Column: Why include health care specifics in your estate plan?


Commentary by Joseph Hankins



An important part of any estate plan is to define your wishes for your health and end-of-life situation. While discussions concerning these topics can be difficult, it is important to put the proper documents in place. Your estate plan should include:

Living will – A living will spells out what you want to have happen in certain medical situations where you are not able to let your wishes be known. For example, your living will could state that you want to remain on life support for as long as possible or it could say that you want life support removed if you are in a vegetative state. Regardless of your decision, having a properly drafted living will ensures that your desires are known and followed, and will save your loved ones from having to guess what you would want to have happen.

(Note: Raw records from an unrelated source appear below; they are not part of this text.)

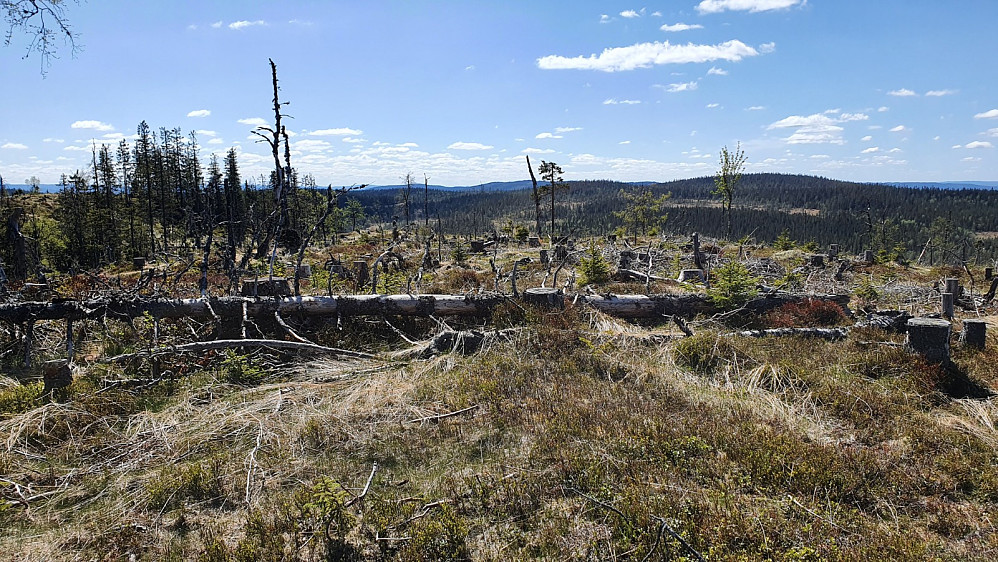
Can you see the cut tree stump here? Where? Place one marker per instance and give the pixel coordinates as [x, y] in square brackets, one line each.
[929, 337]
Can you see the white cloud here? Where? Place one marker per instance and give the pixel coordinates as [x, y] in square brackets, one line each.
[253, 121]
[680, 27]
[341, 131]
[311, 145]
[469, 146]
[242, 24]
[644, 55]
[715, 6]
[978, 144]
[96, 125]
[681, 87]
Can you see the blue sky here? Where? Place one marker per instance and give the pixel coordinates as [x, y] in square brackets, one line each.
[885, 90]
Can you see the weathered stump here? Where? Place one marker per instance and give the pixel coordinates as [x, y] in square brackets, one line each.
[691, 276]
[57, 374]
[947, 305]
[360, 271]
[544, 297]
[953, 286]
[929, 337]
[974, 333]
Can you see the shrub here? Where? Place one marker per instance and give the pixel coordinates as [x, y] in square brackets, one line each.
[809, 313]
[593, 267]
[732, 285]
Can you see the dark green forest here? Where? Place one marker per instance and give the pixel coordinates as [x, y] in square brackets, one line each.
[159, 196]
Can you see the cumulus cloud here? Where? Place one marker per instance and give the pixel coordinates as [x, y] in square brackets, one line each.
[715, 6]
[469, 146]
[818, 128]
[243, 24]
[96, 125]
[680, 27]
[681, 87]
[341, 131]
[645, 55]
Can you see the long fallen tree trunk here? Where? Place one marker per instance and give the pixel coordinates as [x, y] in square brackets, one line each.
[623, 306]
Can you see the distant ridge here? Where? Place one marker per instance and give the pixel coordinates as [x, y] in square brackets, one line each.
[944, 184]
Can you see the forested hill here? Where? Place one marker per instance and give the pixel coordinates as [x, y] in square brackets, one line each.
[807, 208]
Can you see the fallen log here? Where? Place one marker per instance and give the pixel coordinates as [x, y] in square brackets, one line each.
[623, 306]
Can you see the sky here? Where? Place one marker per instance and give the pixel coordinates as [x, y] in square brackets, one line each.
[461, 91]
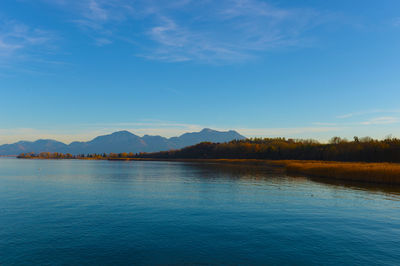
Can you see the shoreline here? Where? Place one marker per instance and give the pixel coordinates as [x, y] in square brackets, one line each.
[383, 173]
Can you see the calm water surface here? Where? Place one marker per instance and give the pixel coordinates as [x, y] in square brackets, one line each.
[100, 212]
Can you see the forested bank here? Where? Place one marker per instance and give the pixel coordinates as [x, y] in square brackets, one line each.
[357, 150]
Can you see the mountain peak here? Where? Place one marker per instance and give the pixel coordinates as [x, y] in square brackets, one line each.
[122, 132]
[121, 141]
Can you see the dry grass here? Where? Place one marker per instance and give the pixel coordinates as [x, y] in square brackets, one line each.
[388, 173]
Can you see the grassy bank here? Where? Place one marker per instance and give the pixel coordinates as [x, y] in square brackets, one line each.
[385, 173]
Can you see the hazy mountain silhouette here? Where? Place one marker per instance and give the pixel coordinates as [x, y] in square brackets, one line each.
[121, 141]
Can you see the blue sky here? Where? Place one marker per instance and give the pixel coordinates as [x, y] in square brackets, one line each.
[71, 70]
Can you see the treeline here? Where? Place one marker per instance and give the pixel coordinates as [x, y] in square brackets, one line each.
[57, 155]
[359, 149]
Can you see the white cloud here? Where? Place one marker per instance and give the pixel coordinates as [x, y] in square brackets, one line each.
[19, 42]
[368, 112]
[384, 120]
[203, 30]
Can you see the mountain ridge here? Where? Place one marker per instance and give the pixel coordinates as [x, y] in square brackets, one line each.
[120, 141]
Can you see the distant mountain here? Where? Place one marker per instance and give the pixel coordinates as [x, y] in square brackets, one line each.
[121, 141]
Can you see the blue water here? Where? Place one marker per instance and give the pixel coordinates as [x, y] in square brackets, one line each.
[74, 212]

Health care power of attorney – A health care power of attorney is someone you nominate to make your health care decisions if you are not able to make them yourself. It is important to select your health care power of attorney because, without one, Indiana law does not identify which particular family member can make the decision. As a result, in the event of a disagreement, your loved ones may be forced to ask a court to get involved and a judge, who likely doesn’t know you, will make the decision.

HIPAA authorization – Finally, you will want to execute a Health Insurance Portability and Accountability Act (HIPAA) authorization, which allows whomever you select as your health care power of attorney to have access to all of your medical records so that he or she can make a well-informed health care decision.